October 2000/Optimizing Substring Operations in String Classes

Features

Optimizing Substring Operations in String Classes

Todd Niec

If reference counting is good for operations on whole strings, it should be good for operations on substrings too.

Introduction

Reference counting is a widely used technique for optimizing string classes. With reference counting, separate string objects that represent the same text can share a single copy of the string text. This may appear to be an effort to save memory by reducing the number of copies of the text stored in the program. However, reference counting is primarily a time saver, because it reduces the number of times the string text needs to be copied. The time required to copy the string text is proportional to the text length, so copy operations for long strings can be very costly. Short strings may also copy slowly because of the time needed to allocate memory for the copy. Avoiding unnecessary string copy operations can produce great improvements in performance.

Reference counting eliminates the cost of copying for four types of operations [1]:

assignment of one string object to another
construction of a new string object as a copy of another
passing a string object to a function
return of a string object from a function

These are the only operations that actually benefit from reference counting in a typical design. However, these four operations occur so frequently that string-related algorithms usually perform substantially faster with reference counting.
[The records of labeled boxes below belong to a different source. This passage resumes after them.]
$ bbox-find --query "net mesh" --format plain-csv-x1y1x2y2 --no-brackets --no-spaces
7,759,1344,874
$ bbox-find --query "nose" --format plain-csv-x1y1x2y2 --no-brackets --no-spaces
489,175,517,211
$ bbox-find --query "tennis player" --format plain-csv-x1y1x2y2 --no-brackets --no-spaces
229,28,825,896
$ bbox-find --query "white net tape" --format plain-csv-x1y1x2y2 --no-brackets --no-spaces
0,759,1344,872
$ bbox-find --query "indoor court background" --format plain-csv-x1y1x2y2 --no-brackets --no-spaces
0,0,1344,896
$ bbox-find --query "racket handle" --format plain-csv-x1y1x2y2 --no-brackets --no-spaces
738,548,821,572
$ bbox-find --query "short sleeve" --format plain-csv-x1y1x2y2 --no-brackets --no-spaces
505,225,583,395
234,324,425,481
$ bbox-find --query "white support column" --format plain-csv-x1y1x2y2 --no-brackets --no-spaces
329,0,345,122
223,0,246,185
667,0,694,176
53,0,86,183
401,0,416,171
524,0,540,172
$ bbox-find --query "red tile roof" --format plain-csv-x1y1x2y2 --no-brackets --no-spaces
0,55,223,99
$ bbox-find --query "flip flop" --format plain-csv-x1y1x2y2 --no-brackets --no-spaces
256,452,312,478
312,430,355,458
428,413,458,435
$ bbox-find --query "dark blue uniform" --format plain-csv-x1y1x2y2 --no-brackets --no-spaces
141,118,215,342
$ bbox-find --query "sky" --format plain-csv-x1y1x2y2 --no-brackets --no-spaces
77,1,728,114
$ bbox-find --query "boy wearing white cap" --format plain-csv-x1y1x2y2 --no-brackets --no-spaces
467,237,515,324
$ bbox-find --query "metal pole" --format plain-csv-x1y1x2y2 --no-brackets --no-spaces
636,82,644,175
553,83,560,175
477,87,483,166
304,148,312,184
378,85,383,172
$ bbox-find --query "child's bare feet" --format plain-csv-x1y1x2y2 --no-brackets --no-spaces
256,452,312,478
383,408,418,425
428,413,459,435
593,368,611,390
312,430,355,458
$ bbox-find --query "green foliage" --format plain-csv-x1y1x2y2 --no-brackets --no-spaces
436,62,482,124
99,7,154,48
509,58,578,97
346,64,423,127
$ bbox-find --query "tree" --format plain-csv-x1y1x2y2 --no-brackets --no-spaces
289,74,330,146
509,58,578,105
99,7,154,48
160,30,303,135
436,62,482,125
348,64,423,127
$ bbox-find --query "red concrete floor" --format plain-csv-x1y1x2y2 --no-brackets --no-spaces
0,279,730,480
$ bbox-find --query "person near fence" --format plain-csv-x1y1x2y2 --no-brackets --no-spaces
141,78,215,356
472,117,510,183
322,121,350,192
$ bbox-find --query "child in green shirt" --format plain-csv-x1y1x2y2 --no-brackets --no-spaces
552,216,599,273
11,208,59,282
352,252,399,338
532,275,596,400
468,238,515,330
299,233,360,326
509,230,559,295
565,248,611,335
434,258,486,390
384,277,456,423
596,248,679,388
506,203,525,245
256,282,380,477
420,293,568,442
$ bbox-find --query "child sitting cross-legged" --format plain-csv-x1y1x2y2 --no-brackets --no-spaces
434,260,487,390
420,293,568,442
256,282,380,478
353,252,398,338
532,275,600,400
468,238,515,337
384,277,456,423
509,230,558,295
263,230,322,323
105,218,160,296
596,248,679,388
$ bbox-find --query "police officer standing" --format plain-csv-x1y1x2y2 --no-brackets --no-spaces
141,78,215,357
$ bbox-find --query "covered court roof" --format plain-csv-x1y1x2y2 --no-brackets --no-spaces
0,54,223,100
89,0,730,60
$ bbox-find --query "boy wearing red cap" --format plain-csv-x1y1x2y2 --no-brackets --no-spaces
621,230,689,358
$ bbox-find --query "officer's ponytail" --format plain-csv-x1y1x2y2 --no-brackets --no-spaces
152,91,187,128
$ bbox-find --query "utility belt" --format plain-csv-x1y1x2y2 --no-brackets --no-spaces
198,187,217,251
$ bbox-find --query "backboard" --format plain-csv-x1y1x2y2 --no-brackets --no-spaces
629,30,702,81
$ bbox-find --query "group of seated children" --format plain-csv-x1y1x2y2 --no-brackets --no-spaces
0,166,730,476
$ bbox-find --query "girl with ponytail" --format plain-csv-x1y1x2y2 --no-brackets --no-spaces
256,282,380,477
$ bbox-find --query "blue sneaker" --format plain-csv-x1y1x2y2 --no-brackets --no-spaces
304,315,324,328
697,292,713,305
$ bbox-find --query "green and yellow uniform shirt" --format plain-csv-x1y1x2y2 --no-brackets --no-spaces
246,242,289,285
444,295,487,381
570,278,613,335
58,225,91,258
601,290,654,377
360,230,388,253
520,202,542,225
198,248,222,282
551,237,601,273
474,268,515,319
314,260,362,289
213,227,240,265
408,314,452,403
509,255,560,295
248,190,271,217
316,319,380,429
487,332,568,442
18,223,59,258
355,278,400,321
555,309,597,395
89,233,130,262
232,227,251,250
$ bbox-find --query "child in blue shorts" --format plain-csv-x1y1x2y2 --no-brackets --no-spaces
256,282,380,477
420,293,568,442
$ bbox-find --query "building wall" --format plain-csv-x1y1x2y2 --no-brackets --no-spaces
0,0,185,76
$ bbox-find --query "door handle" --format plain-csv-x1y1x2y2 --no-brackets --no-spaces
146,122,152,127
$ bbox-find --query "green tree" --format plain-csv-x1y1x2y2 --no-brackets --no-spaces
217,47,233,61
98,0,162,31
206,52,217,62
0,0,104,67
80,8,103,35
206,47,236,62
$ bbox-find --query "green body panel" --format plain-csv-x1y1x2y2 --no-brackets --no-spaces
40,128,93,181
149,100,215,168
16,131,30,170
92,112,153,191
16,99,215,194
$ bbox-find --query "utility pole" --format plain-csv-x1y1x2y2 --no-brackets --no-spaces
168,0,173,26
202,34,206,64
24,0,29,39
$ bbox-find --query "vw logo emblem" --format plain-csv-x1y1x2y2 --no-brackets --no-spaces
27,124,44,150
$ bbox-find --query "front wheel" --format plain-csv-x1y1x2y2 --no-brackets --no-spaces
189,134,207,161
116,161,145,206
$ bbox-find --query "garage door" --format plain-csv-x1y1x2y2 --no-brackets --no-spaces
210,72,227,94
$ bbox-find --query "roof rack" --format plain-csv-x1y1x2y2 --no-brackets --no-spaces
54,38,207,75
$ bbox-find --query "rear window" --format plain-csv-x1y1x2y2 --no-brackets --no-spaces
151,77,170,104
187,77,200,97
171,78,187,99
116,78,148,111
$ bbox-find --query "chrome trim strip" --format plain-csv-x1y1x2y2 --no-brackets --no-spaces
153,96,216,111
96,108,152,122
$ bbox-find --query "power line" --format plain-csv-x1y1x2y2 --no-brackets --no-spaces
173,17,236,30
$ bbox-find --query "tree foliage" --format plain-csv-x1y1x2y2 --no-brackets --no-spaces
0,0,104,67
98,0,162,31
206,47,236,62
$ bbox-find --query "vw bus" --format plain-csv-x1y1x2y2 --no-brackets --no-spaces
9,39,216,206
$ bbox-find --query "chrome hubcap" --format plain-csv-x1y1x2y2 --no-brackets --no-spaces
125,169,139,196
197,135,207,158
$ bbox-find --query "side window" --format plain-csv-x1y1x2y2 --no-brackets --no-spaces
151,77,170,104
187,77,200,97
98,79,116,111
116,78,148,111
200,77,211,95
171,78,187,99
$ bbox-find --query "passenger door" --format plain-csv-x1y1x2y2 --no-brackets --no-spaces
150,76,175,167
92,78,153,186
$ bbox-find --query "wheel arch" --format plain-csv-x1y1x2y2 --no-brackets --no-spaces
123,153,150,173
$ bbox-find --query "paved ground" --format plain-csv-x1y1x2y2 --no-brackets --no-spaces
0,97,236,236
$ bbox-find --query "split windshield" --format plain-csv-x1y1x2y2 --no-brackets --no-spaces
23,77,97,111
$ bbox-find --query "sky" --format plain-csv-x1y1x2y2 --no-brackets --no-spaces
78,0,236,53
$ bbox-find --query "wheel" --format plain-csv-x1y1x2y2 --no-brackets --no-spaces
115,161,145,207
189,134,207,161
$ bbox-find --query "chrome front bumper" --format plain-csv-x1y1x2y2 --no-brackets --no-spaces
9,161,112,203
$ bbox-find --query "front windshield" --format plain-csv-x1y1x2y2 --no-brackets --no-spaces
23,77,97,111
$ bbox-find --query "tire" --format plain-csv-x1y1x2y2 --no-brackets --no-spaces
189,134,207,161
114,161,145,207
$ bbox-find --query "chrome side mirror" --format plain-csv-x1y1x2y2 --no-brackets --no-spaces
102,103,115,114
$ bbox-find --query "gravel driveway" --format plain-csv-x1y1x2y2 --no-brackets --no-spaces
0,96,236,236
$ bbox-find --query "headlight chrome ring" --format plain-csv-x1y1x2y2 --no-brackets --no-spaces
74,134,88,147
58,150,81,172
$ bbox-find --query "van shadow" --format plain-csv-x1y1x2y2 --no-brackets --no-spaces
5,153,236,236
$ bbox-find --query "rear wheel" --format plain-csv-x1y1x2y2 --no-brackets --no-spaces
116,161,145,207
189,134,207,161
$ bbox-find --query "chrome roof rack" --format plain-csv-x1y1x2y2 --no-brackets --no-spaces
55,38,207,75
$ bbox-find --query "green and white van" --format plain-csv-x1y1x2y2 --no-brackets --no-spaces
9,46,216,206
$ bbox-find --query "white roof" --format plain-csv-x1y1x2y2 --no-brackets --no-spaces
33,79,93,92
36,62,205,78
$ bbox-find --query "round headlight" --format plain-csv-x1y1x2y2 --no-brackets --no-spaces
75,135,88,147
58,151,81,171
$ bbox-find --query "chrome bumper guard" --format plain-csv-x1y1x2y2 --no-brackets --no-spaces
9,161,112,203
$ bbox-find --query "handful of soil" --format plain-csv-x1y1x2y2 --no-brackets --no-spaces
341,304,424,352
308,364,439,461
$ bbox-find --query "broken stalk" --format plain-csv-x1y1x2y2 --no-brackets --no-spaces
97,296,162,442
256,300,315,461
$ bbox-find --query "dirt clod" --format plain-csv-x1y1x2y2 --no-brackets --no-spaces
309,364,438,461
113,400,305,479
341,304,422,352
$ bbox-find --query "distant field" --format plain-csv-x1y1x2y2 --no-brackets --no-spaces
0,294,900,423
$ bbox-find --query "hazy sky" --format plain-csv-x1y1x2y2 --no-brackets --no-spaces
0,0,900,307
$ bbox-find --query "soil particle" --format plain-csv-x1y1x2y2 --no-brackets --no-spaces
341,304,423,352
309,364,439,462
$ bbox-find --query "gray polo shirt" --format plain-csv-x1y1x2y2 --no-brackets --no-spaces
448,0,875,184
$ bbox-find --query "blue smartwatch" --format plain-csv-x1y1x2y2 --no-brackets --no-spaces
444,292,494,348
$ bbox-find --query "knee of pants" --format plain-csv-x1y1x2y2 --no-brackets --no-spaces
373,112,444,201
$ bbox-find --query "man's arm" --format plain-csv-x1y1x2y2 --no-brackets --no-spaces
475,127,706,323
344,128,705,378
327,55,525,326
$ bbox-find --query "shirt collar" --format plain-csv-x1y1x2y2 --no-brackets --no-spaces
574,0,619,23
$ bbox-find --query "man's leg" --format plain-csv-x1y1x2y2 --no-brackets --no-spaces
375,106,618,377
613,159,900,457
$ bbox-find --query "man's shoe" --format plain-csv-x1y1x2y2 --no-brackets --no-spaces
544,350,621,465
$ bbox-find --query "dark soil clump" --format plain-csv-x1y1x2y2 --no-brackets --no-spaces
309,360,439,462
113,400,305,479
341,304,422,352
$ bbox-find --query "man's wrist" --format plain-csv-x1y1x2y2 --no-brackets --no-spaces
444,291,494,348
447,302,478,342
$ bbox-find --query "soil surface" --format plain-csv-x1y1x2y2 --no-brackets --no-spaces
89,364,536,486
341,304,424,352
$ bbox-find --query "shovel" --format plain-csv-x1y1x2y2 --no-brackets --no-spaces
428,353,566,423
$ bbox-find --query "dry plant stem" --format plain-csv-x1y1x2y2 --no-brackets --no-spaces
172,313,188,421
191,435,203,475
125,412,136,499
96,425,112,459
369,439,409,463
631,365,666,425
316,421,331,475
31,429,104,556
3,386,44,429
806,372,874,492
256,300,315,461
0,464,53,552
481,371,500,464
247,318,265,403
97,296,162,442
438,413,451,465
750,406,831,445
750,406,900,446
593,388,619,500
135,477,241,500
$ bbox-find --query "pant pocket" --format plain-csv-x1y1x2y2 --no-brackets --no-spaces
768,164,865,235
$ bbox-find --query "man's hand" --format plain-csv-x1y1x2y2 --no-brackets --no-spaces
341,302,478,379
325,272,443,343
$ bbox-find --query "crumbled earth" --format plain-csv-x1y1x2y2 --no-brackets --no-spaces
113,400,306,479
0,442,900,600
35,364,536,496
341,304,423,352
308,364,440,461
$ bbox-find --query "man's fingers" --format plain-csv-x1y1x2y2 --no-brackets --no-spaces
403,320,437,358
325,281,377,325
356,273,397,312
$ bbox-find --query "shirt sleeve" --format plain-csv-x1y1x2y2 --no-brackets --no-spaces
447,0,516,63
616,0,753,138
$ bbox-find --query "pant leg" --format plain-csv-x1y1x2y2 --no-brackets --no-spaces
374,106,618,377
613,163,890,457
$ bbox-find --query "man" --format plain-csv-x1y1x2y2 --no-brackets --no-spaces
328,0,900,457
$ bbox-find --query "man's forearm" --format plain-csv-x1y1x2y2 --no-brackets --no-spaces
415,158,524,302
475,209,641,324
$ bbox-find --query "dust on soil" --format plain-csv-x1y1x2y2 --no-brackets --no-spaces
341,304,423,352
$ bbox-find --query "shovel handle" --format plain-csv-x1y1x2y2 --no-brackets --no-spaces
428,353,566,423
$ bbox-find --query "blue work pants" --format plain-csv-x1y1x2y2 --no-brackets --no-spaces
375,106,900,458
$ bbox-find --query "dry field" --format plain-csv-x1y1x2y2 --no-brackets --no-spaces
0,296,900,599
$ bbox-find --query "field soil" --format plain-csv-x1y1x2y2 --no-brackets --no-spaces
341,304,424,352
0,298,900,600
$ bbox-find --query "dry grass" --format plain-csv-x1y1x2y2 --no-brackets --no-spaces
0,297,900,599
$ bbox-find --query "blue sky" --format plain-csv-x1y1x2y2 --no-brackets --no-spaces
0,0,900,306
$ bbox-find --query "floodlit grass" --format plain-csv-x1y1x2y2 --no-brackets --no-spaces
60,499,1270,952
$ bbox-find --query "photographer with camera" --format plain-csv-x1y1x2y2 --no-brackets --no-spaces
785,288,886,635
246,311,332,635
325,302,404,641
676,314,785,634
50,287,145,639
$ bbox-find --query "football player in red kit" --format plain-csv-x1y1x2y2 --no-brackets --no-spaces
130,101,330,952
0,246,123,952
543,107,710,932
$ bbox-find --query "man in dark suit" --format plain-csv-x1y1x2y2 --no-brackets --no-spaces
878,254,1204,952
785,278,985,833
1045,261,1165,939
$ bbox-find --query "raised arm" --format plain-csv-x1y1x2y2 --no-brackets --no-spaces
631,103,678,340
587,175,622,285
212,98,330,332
The substring optimization presented here allows a fifth operation, the creation of a substring, to benefit from reference counting. This optimization produces a substantial increase in the performance of algorithms that perform substring operations. As with reference counting, the value of substring optimization does not come from improving many kinds of operations, but in improving a frequently used operation. A great deal of string processing work involves the formation of substrings; examples include trimming spaces from strings, parsing strings, and searching for words in strings. Furthermore, using substrings directly (instead of alternative means to avoid copying) can often simplify an algorithm. In such a case, a low cost substring operation provides freedom to write simpler code that might be unacceptable with inefficient substring operations.

Design

In a reference counted string class, a string object does not store the string text directly. Instead, the string object stores a pointer to a string buffer object, which stores a reference count and a pointer to the string text (see Figure 1). The string represented by a string object can be copied to another object rapidly. This is simply done by copying the pointer to the string buffer and then adjusting the string buffer object's reference count. The two string objects end up sharing a single string buffer and a single copy of the text (see Figure 2). Since the string text is not actually copied, this operation is fast regardless of the string length. Note that in some designs, the string buffer object and the string text are stored in a single block of dynamically allocated memory. This approach reduces the number of memory allocations by half, which results in greater speed. The string classes presented in this article do not use this design, because the code would be harder to understand. However, this approach could be applied to the substring-optimized string class to further improve its speed.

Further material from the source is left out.